We have managed to get windows to accociate with our rouge AP and are able to send the dot11 data frame reqired to get into the function we are looking at. we will be moving the bulk of development to a private repo untill such times we get it working reliable and then we will merge with the public repo. please feel free to add any issues or ideas or findings you come across into the issues page i may also setup a discussions page.(I will) will update again around 9pm AEST
I have added two files to assit with debugging the CVE
So in reversing this cve I have identified perhapes two methods of exploitaion 1. An attacker may beable to send a crafted packet while authenticated to a network this is much harder and requires more moving parts. 2. the easy way identify probes make educated guess on whitch probes a device has used that does not require AUTHentication, Construct a Rouge AP using the details of the open network probe(may require so guess work) then wait for a device to auto join and send the contructed frames to reach the affected code path(Thats where im working now). On joining an open network the AP sends multiple frames that reach the affected code block(not with the desired flags) we can construct the frame to include the desired flags to reach the code that has been patched or not in this case to try and identify the point of exploitation. We seem to have enough infomation now for this to work. Just need to build it out and run a few test cases while kernel debugging.

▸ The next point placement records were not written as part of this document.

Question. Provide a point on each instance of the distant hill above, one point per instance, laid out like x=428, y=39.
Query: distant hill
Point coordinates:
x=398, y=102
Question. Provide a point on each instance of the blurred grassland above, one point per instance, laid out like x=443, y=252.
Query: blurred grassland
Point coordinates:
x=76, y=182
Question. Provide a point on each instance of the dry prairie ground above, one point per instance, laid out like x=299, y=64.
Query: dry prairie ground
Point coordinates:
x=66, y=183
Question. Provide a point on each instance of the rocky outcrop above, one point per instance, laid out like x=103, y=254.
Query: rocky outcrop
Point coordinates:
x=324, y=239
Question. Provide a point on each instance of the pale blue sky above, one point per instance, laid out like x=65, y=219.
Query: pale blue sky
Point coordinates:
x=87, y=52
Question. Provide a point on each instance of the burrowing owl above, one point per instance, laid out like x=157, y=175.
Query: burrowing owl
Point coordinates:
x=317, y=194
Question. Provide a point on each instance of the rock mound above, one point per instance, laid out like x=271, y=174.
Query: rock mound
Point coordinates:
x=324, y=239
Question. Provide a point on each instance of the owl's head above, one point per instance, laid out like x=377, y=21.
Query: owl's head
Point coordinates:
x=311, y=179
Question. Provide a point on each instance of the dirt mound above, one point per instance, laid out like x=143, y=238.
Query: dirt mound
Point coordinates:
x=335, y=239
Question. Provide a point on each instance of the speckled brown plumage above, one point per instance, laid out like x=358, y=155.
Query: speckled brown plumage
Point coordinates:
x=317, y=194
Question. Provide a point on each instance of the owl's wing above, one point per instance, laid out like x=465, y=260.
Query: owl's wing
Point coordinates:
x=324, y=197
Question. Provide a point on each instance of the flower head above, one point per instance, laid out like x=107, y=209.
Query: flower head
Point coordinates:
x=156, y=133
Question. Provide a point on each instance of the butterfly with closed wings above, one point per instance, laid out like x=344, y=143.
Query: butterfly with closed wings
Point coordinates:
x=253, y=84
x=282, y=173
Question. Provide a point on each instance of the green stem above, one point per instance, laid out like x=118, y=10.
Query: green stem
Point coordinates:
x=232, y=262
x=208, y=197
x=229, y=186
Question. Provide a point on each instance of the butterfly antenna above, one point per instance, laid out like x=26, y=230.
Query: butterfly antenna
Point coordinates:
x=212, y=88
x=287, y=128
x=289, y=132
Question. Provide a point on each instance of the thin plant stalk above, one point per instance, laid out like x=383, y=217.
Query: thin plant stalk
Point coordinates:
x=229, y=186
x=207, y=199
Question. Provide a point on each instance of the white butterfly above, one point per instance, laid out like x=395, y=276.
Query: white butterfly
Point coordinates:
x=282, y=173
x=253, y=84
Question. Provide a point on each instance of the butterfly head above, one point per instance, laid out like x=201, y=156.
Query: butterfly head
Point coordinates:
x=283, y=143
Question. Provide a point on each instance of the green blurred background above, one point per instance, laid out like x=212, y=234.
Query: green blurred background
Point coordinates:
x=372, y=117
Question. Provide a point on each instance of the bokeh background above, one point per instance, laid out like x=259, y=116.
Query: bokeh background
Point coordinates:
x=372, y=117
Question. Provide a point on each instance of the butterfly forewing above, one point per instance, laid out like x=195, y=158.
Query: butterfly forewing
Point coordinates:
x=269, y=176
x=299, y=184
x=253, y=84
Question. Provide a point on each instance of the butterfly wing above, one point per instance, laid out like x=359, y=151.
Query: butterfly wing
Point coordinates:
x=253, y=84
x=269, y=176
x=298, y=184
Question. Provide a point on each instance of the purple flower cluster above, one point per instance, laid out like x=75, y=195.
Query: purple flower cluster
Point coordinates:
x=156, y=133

This REPO does not seem to be hitting the same bug as in the stated CVE new information has came to my attention thaks to FarmPoet, The CVE-2024-30078 vulnerability is in Dot11Translate80211ToEthernetNdisPacket() of the native wifi windows driver (nwifi.sys) and a very specific frame needs to be constructed to even get to the vulnerable code path (which this code does not).
I have identified the chnages in the function and am now working on reversing to construt the relivent frame required to gain code flow into this segment.

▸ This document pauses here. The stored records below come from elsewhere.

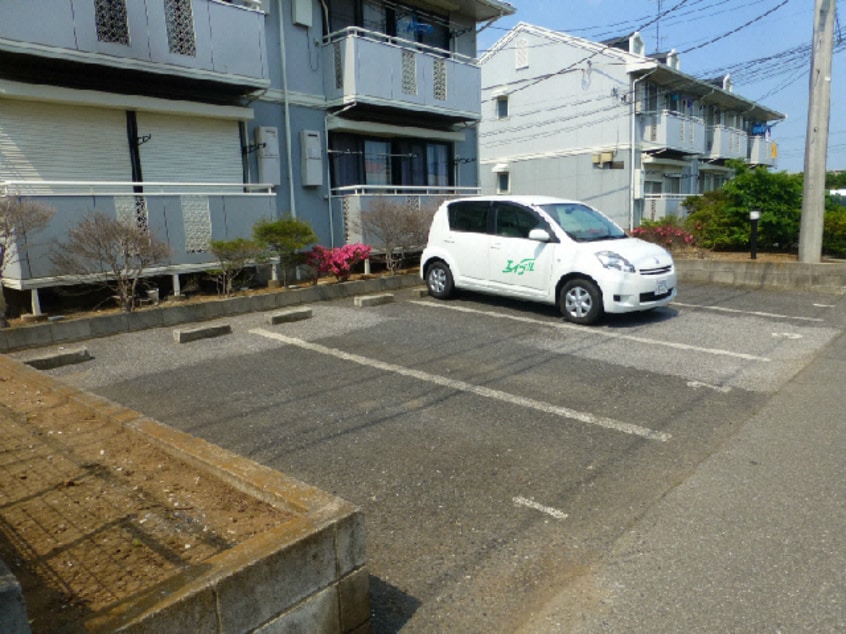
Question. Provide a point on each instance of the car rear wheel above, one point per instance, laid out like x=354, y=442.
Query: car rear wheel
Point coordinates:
x=439, y=280
x=580, y=301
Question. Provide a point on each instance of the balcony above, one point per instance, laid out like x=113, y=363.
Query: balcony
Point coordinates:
x=185, y=215
x=667, y=130
x=349, y=202
x=726, y=143
x=762, y=151
x=371, y=68
x=658, y=206
x=217, y=41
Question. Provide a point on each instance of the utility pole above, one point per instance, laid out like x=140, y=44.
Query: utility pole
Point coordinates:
x=816, y=137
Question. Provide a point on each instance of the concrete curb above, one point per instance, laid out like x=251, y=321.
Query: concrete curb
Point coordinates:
x=363, y=301
x=68, y=357
x=826, y=277
x=187, y=335
x=13, y=616
x=308, y=574
x=68, y=330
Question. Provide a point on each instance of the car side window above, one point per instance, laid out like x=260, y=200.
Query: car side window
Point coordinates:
x=514, y=221
x=470, y=216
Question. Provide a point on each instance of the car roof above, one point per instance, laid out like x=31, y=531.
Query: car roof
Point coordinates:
x=524, y=199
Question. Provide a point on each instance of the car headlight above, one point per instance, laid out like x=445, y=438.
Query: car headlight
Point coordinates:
x=611, y=260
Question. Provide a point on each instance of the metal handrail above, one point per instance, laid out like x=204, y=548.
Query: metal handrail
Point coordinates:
x=89, y=188
x=420, y=190
x=393, y=40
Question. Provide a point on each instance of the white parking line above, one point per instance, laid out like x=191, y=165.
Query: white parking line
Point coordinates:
x=462, y=386
x=559, y=515
x=599, y=332
x=725, y=389
x=756, y=313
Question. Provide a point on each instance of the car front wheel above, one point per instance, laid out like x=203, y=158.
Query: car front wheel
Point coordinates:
x=439, y=280
x=580, y=301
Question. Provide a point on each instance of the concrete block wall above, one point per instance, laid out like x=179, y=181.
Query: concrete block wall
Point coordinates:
x=63, y=331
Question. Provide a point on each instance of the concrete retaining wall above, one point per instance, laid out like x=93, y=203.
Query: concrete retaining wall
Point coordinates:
x=306, y=575
x=55, y=332
x=826, y=277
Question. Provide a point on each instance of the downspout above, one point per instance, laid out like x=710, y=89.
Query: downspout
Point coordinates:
x=326, y=146
x=287, y=109
x=329, y=181
x=633, y=148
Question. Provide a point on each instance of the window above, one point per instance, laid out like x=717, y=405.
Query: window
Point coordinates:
x=521, y=54
x=358, y=160
x=112, y=21
x=180, y=27
x=503, y=183
x=502, y=107
x=513, y=221
x=468, y=216
x=377, y=163
x=437, y=159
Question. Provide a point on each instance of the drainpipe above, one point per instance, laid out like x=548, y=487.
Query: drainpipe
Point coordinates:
x=633, y=148
x=328, y=180
x=287, y=109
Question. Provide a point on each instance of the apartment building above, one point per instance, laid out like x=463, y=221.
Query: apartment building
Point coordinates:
x=197, y=118
x=371, y=100
x=605, y=123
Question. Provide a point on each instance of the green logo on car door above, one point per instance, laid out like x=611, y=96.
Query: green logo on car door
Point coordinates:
x=524, y=265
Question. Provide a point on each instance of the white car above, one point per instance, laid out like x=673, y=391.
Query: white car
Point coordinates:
x=546, y=250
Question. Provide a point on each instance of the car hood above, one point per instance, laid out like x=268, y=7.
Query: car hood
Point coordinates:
x=642, y=254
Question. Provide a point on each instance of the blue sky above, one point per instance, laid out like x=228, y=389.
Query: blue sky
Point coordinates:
x=763, y=44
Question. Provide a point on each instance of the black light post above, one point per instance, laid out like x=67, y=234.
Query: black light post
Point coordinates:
x=754, y=217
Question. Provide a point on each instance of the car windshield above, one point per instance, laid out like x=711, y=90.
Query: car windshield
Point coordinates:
x=582, y=223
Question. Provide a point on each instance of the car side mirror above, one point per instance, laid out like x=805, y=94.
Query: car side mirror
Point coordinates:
x=540, y=235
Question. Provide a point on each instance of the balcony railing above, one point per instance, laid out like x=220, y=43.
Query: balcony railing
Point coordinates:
x=349, y=202
x=658, y=206
x=672, y=131
x=184, y=215
x=725, y=142
x=368, y=67
x=225, y=41
x=762, y=151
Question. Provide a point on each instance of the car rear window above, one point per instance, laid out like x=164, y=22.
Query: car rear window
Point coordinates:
x=471, y=216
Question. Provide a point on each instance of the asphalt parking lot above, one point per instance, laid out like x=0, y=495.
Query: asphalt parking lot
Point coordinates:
x=497, y=451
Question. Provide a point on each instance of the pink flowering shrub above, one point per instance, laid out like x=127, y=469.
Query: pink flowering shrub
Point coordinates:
x=338, y=261
x=668, y=232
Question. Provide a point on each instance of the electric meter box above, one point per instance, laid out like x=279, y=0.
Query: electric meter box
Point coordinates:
x=270, y=169
x=312, y=158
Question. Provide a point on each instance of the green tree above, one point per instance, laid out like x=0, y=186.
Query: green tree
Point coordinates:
x=284, y=238
x=109, y=252
x=233, y=256
x=720, y=220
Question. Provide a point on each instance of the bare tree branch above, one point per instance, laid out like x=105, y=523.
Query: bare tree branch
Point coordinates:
x=105, y=251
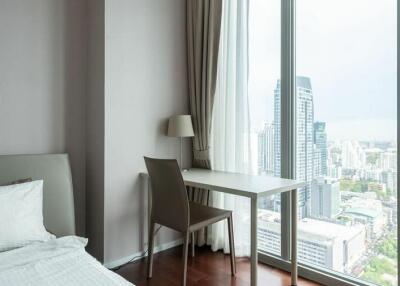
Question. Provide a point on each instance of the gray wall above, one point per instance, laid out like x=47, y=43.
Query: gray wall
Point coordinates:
x=97, y=79
x=145, y=83
x=95, y=130
x=43, y=83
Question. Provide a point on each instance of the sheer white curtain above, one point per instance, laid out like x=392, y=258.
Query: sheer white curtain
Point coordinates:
x=230, y=126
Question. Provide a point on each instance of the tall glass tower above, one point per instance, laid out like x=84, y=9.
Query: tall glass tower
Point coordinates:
x=321, y=145
x=304, y=138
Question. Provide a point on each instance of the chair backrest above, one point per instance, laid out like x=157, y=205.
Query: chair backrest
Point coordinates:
x=170, y=204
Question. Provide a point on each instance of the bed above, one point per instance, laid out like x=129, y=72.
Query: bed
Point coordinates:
x=62, y=260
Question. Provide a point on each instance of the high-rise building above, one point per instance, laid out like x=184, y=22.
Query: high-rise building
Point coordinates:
x=266, y=149
x=325, y=198
x=324, y=244
x=304, y=138
x=321, y=146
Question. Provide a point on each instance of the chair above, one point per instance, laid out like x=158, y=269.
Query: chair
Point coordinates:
x=171, y=208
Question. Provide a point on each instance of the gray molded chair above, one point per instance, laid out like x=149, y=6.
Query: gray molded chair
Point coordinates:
x=171, y=208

The script imports necessary modules from Scapy and the system module.
The create_wifi_packet function breaks the provided SSID into chunks of 255 bytes each (the maximum length allowed per chunk).

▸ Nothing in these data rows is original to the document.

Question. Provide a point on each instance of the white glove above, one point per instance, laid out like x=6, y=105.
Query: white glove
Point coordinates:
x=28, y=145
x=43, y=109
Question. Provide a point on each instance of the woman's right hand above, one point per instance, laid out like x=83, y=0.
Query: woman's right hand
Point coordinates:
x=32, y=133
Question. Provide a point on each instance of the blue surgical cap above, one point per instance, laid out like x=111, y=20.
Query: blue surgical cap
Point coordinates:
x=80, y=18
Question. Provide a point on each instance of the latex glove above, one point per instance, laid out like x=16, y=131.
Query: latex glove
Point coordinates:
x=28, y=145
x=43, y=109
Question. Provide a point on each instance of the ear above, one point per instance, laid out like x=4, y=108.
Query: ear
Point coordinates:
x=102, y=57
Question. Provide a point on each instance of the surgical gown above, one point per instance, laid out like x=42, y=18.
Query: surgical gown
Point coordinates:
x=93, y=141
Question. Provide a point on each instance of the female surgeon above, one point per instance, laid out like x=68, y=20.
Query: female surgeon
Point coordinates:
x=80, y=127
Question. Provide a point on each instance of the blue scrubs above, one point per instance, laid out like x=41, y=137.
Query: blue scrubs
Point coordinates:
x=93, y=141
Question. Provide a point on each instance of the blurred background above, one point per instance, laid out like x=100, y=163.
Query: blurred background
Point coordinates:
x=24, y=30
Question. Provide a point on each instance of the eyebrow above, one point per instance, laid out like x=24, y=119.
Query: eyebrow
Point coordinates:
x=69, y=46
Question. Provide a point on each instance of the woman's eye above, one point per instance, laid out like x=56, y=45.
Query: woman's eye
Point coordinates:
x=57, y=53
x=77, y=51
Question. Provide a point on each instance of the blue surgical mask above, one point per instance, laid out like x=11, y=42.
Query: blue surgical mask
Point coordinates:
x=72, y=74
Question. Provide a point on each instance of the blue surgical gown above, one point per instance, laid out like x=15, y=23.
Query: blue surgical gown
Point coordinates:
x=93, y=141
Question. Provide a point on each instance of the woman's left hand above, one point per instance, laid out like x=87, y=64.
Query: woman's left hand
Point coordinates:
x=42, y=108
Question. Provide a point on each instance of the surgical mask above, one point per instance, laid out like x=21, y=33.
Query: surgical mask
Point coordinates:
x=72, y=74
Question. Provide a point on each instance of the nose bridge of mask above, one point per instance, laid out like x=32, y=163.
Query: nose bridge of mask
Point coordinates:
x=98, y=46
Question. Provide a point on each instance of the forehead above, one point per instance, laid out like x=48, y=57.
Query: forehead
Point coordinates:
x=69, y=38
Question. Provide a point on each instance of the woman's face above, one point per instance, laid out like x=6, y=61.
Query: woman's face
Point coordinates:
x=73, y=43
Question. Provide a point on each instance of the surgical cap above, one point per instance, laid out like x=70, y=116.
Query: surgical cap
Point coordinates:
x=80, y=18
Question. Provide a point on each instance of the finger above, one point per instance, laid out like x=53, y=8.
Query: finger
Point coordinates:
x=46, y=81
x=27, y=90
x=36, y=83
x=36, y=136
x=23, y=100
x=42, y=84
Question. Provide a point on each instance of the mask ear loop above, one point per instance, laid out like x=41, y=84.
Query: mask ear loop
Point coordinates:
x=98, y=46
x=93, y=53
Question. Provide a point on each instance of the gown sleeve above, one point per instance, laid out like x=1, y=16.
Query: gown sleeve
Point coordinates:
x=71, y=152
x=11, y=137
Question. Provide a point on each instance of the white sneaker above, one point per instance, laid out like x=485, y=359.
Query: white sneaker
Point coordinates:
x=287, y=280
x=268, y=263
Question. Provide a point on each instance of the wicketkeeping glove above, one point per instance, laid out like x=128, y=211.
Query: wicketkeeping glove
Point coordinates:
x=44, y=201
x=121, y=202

For each chunk, a WiFi beacon frame is created.
Dot11 header for specifying the frame type and addresses. Dot11Beacon to indicate a beacon frame. Dot11Elt to embed the SSID chunk.
Each frame is sent using the sendp function with specific parameters for interface, count, interval, and verbosity.
The script checks for permission errors and other exceptions during packet sending. Buffer Overflow Mechanism Windows handles SSIDs up to 512 bytes, which is above the WiFi standard. By sending SSID chunks that exceed this limit, a buffer overflow can be triggered in the Windows WiFi handling subsystem. This overflow can potentially allow an attacker to execute arbitrary code or cause a system crash.
The script requires root privileges to send packets. Ensure you run the script with sudo.
The script assumes the wireless interface is wlan0. Adjust this if your interface has a different name.
Ensure Scapy and its dependencies are properly installed. Handle permissions for accessing the network interface.
Using this script to exploit the vulnerability on unauthorized networks is illegal and unethical. Use it only for authorized security testing and research purposes. Disclaimer This code is provided for educational purposes only. The author is not responsible for any damage caused by the misuse of this script. Use responsibly and only in environments where you have explicit permission to perform such testing.